2001'de Falun Gong için adalet çağrısında bulunmak üzere Pekin'e gittim. Pekin'den döndükten sonra bana bir yıl zorunlu çalışma cezası verildi.
2015 yılında Falun Gong'a karşı zulmü başlattığı için Jiang Zemin'e karşı şikâyette bulundum. Sonuç olarak, evim yağmalandı. Tutuklandım ve üç yıl hapse mahkûm edildim. Hapisten çıktıktan sonra toplum merkezi ve yerel polis karakolundaki memurlar beni taciz etmeye devam ettiler. Tacizden kaçmak için evi terk etmekten başka çarem yoktu. Hiçbir gelirim yoktu ve dairemi sattım.
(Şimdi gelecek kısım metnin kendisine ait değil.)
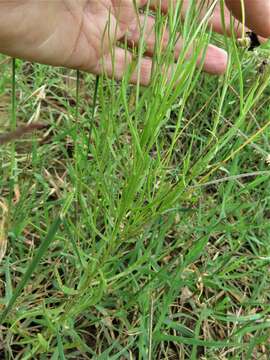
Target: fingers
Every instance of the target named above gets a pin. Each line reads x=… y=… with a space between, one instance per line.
x=257 y=14
x=215 y=61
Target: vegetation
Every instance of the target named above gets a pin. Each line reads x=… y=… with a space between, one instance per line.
x=136 y=226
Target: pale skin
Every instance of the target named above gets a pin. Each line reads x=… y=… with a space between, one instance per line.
x=70 y=33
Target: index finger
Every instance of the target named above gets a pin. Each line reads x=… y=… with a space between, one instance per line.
x=257 y=14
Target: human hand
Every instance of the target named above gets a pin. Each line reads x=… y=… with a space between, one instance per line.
x=72 y=33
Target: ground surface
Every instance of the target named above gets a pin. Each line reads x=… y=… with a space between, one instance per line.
x=162 y=250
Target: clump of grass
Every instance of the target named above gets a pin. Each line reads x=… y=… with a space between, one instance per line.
x=163 y=194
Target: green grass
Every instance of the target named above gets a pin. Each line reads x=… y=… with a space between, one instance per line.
x=138 y=226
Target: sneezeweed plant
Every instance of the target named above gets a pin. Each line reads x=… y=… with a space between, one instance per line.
x=118 y=241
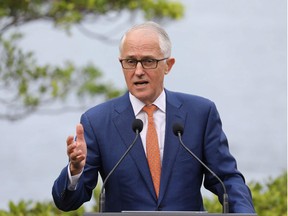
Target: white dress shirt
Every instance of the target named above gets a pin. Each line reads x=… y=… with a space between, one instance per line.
x=159 y=119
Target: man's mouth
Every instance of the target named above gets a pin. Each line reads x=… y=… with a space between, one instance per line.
x=139 y=83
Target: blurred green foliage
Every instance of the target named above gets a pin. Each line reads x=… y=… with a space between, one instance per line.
x=269 y=199
x=26 y=86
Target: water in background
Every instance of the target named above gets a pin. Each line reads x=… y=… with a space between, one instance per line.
x=233 y=52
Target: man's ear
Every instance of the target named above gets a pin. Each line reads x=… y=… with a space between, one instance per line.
x=170 y=62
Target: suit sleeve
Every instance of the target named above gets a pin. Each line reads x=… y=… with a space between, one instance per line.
x=67 y=200
x=219 y=159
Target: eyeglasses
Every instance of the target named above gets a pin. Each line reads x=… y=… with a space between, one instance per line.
x=146 y=63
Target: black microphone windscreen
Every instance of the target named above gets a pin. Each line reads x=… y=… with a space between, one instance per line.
x=137 y=125
x=178 y=128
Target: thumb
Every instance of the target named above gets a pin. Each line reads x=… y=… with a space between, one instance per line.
x=80 y=132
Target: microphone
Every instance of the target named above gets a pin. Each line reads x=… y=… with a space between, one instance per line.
x=137 y=127
x=178 y=130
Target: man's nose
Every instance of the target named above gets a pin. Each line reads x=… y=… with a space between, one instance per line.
x=139 y=70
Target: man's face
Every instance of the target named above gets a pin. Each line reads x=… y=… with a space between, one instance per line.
x=145 y=84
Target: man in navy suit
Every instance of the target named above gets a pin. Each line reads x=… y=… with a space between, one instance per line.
x=105 y=134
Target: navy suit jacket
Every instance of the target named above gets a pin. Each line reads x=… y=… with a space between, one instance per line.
x=108 y=134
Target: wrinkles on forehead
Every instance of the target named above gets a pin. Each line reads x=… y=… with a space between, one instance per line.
x=141 y=43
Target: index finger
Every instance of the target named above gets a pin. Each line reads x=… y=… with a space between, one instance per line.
x=80 y=132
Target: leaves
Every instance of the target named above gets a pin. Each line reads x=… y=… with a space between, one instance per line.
x=26 y=86
x=269 y=198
Beyin yıkama merkezindeyken düşünce raporları yazmam gerekiyordu. Bu süre zarfında geceleri eve gidebiliyorduk. Ben gece Falun Gong anlayışımı ele alan bir düşünce raporu yazdım. Onu bitirdiğimde vücudumun şeffaflaştığını ve zihnimin derin bir huzur içinde olduğunu hissettim. Bu duygu ertesi güne kadar sürdü. Hayatımın yükseldiğini hissettim ve iyi yaptığımı biliyordum.
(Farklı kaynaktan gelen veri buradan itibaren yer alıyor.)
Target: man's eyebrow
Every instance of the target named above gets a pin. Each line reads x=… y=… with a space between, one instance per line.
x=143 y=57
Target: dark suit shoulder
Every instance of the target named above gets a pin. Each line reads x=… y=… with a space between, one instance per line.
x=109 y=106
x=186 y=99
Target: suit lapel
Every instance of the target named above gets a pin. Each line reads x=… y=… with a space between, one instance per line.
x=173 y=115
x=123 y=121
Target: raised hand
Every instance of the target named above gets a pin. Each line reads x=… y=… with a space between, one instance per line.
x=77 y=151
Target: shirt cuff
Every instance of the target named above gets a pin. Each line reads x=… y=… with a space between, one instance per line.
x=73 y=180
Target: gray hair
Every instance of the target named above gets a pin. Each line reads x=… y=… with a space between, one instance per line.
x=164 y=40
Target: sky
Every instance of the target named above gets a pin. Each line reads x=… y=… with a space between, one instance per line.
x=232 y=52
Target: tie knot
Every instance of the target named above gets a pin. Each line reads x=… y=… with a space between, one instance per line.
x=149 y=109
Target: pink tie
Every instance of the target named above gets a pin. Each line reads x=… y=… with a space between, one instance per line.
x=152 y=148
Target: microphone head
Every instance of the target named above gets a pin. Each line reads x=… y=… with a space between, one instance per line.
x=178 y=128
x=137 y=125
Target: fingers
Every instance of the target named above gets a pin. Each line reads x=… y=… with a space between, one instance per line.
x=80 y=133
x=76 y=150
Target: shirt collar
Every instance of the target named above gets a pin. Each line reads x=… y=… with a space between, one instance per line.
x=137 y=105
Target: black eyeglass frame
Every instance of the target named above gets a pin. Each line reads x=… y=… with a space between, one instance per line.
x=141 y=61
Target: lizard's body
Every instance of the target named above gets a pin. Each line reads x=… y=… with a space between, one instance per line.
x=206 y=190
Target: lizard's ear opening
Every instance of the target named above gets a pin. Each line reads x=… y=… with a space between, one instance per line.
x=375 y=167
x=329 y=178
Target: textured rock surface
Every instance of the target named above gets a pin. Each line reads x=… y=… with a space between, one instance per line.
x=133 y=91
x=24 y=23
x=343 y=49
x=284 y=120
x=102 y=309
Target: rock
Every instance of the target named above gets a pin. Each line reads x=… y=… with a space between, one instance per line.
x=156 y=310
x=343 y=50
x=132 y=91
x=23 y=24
Raporu teslim ettiğimde, çok kötü kalpli bir adam olan nöbetçi gardiyan beni odasına çağırdı. Bana nasıl davranırsa davransın gülümsemeye devam edeceğime karar verdim. Raporumu masasının üzerinde gördüm ve okumuş olduğunu anladım. Dürüst bir zihinle hiç korkmadım. Sanki onun kötü tarafı bu doğru alanda bastırılmış gibiydi. Oturmamı istedi ve sessizce bana baktı. Sadece bir cümle söyledi: “İyi bir aydınlanma niteliğine sahipsin. Artık gidebilirsin.” Onu daha sonra tekrar gördüğümde artık kötü görünmüyordu.
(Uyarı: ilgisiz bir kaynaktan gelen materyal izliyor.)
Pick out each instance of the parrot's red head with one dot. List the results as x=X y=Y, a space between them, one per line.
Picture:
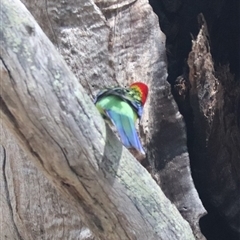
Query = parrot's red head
x=142 y=89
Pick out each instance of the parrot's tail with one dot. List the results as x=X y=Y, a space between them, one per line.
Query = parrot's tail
x=126 y=130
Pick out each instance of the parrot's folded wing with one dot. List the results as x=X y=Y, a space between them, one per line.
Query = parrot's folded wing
x=126 y=130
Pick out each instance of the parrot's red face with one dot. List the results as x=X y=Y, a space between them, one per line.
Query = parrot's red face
x=142 y=89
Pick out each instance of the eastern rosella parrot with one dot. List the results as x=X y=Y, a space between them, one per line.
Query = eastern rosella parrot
x=122 y=107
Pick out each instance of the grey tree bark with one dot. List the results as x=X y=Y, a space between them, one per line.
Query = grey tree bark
x=56 y=123
x=123 y=42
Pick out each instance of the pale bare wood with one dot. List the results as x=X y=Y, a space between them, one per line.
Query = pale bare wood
x=30 y=207
x=57 y=124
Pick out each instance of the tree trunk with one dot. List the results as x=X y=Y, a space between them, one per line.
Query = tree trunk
x=56 y=123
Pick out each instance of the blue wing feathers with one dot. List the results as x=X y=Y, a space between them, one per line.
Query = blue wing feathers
x=126 y=129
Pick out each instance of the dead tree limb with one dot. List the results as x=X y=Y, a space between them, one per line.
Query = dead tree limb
x=58 y=126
2001'de Pekin'deki temyizden döndükten sonra gözaltına alındığımda, o zamanlar yargı süreci hakkında hiçbir bilgim yoktu ve neden farklı polislerin beni görmeye gelip durduğunu bilmiyordum. Bir gece geç saatlerde iki polis beni görmeye geldi. Bana bazı sorular sordular ve bir kâğıt kalem çıkardılar. Onlara Falun Gong'un ne olduğunu, onu uygulayarak nasıl fayda sağladığımı ve zulmün ne gibi sonuçlara yol açacağını anlattım. Beni dinlediler ve hiçbir şey yazmadılar. Sonunda, bunu daha önce hiç duymadıklarını söylediler ve hatta onları eğittiğim için bana teşekkür ettiler ve ne yapmaları gerektiğini bildiklerini söylediler. İçlerinden biri, “Görüyorsunuz, biz hiçbir şey kaydetmedik” dedi. Onlar için mutluydum; Falun Gong'a karşı olumlu bir tutumları vardı ve bana kötü bir şey yapmak istemiyorlardı.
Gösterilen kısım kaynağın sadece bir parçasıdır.